Once again Florida Secretary of State Ken Detzner is carrying out Gov. Rick Scott’s mission to make it harder to vote. With little explanation, Detzner told the state’s election supervisors this week to eliminate all absentee ballot dropoff sites except for their offices. This is no more defensible than the administration’s continuing misguided effort to purge the voting roll of noncitizens, and election supervisors should ignore Detzner’s latest demand. The new restrictions regarding absentee ballots have gone over like a hanging chad among many of the state’s 67 election supervisors, all of whom are elected officials except in Miami-Dade County. They were not consulted about the change, and Detzner’s argument that restricting ballot dropoffs to supervisors’ offices ensures statewide uniformity in voting procedures is a weak rationale for making voting more inconvenient.
It’s also inconsistent. Detzner didn’t have a problem with nonuniformity during the 2012 election. Now he does, and the timing happens to coincide with the special congressional election in Pinellas County to fill the seat of the late Rep. C.W. Bill Young. Detzner’s move could dissuade the casual voter from participation in a low-turnout special election, which would likely favor the Republican candidate.
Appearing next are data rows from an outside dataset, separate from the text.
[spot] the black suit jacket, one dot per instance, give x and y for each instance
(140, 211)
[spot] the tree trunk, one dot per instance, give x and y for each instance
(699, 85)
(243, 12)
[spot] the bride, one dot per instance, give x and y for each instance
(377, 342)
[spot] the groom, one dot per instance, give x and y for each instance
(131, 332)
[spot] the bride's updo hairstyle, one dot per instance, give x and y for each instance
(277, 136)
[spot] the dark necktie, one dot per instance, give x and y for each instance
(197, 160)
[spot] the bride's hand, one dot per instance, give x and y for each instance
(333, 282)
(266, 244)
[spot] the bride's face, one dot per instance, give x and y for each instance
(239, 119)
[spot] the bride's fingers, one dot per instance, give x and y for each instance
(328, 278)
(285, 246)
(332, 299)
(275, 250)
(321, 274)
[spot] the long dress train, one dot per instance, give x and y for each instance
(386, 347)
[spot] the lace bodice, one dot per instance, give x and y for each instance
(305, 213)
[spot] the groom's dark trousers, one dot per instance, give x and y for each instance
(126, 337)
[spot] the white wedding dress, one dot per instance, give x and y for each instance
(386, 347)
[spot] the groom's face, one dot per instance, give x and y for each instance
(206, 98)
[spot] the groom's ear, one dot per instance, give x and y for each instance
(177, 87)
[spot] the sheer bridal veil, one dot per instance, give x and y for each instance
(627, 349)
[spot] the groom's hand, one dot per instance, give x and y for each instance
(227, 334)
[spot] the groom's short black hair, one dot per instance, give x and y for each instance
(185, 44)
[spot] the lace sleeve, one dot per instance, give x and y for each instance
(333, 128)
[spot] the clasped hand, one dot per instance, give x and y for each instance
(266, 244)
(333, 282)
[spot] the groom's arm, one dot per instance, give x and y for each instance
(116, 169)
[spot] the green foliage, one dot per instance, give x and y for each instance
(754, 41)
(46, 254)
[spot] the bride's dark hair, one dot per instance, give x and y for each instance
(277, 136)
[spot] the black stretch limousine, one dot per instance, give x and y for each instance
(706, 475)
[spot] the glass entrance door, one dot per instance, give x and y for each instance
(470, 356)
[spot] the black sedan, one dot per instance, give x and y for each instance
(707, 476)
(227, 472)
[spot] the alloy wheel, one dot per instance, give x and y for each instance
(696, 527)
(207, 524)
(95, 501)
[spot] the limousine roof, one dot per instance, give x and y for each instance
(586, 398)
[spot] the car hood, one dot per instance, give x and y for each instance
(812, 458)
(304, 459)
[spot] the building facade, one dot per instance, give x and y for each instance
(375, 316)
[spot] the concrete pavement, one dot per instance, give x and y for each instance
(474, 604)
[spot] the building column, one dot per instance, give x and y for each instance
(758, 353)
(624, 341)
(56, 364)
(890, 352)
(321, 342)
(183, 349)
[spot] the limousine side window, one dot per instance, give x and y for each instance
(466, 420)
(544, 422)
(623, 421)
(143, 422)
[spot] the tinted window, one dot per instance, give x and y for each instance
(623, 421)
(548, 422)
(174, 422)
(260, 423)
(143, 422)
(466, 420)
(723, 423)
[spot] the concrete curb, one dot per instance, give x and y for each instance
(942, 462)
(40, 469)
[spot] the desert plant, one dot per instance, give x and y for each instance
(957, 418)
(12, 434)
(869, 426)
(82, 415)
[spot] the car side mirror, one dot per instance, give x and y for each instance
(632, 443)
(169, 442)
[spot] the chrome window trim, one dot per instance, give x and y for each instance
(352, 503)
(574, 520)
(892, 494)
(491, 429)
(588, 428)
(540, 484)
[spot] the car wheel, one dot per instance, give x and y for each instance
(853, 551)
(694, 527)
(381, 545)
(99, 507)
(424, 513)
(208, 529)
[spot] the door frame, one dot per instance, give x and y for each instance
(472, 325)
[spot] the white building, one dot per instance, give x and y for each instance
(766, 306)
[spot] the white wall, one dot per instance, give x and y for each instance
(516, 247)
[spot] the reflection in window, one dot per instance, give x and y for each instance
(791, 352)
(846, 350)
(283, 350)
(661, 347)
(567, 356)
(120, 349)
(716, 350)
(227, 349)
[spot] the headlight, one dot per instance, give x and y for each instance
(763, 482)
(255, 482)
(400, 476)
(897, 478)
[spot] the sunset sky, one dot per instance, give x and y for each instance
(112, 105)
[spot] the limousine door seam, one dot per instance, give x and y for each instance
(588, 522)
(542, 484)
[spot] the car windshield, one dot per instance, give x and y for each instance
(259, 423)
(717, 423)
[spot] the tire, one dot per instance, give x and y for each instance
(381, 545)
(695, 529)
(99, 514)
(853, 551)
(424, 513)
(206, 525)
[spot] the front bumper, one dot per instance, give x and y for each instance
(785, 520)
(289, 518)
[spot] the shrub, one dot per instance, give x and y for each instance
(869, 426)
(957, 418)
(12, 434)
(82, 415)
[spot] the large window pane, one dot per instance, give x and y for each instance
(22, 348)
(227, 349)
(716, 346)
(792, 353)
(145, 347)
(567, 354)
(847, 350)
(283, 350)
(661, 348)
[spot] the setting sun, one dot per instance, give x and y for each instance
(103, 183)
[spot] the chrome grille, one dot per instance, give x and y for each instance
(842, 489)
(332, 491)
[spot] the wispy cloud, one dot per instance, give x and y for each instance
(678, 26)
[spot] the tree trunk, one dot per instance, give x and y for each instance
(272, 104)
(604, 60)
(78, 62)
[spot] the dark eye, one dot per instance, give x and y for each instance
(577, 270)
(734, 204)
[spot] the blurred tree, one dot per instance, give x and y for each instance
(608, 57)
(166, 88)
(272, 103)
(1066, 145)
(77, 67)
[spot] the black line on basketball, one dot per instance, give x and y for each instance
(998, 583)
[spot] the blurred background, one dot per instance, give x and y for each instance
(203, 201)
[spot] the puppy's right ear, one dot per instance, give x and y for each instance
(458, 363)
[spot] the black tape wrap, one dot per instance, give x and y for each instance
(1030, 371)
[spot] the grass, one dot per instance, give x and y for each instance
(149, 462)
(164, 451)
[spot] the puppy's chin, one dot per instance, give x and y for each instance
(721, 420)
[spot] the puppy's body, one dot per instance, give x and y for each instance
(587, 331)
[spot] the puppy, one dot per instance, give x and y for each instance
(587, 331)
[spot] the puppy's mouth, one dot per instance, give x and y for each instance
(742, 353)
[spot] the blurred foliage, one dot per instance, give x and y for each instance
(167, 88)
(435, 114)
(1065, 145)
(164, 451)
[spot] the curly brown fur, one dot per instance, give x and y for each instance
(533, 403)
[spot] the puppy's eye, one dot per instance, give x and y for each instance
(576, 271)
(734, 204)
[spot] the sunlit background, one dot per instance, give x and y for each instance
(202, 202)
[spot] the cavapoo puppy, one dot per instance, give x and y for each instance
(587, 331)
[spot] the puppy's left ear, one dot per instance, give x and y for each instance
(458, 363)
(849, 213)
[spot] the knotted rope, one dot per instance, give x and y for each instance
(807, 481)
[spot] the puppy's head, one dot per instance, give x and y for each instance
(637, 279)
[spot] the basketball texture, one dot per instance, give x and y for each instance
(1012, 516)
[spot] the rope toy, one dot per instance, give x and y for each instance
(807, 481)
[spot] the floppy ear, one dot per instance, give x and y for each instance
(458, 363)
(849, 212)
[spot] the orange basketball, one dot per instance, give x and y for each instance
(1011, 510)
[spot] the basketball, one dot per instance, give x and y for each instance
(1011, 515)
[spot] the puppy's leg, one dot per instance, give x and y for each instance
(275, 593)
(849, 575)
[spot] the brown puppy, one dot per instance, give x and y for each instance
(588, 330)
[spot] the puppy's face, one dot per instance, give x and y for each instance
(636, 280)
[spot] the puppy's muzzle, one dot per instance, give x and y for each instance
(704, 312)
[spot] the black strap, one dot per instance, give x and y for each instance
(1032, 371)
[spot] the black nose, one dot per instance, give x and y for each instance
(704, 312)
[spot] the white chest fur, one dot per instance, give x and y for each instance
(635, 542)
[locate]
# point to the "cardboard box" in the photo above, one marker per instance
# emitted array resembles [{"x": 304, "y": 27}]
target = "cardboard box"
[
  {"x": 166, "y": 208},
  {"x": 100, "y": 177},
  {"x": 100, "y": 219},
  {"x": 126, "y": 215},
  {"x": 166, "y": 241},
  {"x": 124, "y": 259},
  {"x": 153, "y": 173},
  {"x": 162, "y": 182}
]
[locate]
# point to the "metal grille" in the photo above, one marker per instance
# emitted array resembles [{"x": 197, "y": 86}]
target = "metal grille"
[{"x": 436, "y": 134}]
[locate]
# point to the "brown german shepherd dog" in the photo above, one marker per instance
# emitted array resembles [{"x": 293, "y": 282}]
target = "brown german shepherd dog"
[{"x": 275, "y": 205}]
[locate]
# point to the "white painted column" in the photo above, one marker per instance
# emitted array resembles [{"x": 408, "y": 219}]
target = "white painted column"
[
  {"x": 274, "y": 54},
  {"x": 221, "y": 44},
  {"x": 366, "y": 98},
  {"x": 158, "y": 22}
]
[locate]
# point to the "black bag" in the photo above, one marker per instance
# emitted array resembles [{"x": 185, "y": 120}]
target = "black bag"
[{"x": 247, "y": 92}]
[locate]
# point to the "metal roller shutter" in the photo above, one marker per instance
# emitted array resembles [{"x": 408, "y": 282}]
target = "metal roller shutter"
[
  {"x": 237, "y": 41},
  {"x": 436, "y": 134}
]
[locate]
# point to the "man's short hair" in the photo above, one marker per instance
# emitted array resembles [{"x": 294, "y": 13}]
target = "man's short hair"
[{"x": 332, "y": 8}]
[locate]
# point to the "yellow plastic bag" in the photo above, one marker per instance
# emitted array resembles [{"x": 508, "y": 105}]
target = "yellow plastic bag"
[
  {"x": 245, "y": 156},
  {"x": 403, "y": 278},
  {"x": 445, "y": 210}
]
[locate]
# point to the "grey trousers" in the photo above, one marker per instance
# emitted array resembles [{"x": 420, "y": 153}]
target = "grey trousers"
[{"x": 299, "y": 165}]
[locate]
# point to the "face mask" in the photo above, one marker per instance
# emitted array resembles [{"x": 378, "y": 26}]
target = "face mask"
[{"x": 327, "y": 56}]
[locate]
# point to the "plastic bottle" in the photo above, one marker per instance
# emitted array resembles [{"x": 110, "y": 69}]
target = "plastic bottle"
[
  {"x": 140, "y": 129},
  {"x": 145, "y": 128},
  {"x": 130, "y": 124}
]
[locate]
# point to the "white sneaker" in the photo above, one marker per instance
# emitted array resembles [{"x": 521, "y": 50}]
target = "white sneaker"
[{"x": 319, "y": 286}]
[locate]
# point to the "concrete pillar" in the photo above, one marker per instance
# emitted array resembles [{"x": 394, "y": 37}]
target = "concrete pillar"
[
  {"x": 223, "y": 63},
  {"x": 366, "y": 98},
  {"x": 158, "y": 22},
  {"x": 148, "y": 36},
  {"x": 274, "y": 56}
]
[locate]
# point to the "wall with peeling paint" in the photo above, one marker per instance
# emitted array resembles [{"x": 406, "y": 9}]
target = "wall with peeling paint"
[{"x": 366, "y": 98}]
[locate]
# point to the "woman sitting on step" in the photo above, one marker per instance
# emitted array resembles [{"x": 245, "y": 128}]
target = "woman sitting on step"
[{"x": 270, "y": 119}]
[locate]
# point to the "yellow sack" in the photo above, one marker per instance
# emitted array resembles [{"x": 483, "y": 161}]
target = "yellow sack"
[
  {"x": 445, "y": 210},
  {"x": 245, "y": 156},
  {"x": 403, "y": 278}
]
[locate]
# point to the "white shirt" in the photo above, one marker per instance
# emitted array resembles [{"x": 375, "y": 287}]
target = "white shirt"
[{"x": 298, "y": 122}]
Pinellas has more voters who choose to mail or drop off ballots than any other county in the state. That is largely because Pinellas County Supervisor of Elections Deborah Clark has emphasized the convenience of absentee voting. Clark had 14 dropoff sites for the 2012 election, using public libraries, tax collector branch offices and other places without a hitch. Clark said she’s “very worried” about the change and how it would impact ballot accessibility.